Commander South Asia and Pacific Command (SAPCOM) - Summary
The crisis in Zefra caught you and your staff a bit off guard. There was a new election in Zefra a few months back, and the feeling was that things would settle a bit. But now things are getting hotter. Due to international pressure to confront the touching news stories of the problems in Zefra, the UN has backed a coalition force to re-estabish some form of normality.
The US agreed to see the UN-supported coalition joint task force deploy to Zefra and Daloon to deal with things. To get agreement at the UN Security Council the US arranged a side agreement with China, that no US forces would be part of the coalition mission. The Russian economy is in tatters so Russia offered to abstain as long as this was framed as Vladimir Putin taking a role as "peacemaker". With the China-US side agreement, China was prepared to abstain as well, allowing the UN force to deploy.

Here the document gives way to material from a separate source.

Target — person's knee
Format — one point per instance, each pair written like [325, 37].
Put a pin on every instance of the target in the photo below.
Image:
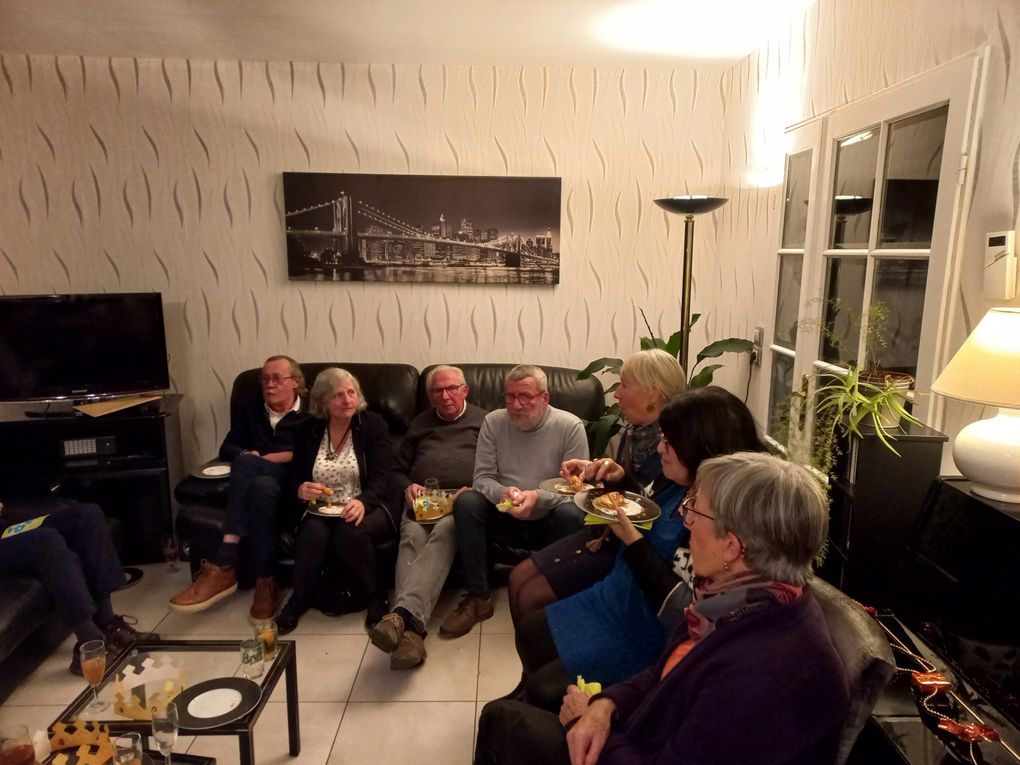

For this area, you are the main military advisor to the National Command Authority: the Commander of the South Asia and Pacific Command (SAPCOM). You have a geographic combatant command created from the southern part of what was PACOM (US Pacific Command). PACOM retains responsibility for mainland China, Taiwan, and everything north of the equator. You have military resources in the area, but you must assign their missions with care. It is clear that Zefra and the Coral Sea are potential flashpoints. Your moves will be watched with considerable attention in Washington, and in Beijing.
The US leadership has discussed various roles for the US.
The political advisors to the President are well aware of the fine balance between showing early success in Zefra and ensuring that lives of American service personnel are not risked needlessly. The fact that the presidental election in November this year (2020) gives whatever move you make strong political overtones in a domestic sense. White House advisors will be screaming for your blood if any such moves will damage the President's chances of re-election.
To accomplish missions as assigned by the National Command Authority
To provide the Commander in Chief with the best available military advice.
To deal firmly with any challenges to freedom of navigation and to US support to allies and friends, especially challenges from China
To demonstrate US leadership throughout the region.
Criteria for Decision Making
Ensure, where possible, the safety and well being of American service personnel and of US citizens.
Do what is in the best interest of American foreign policy.
Provide assistance to allies, to friendly nations, and to others... in that order.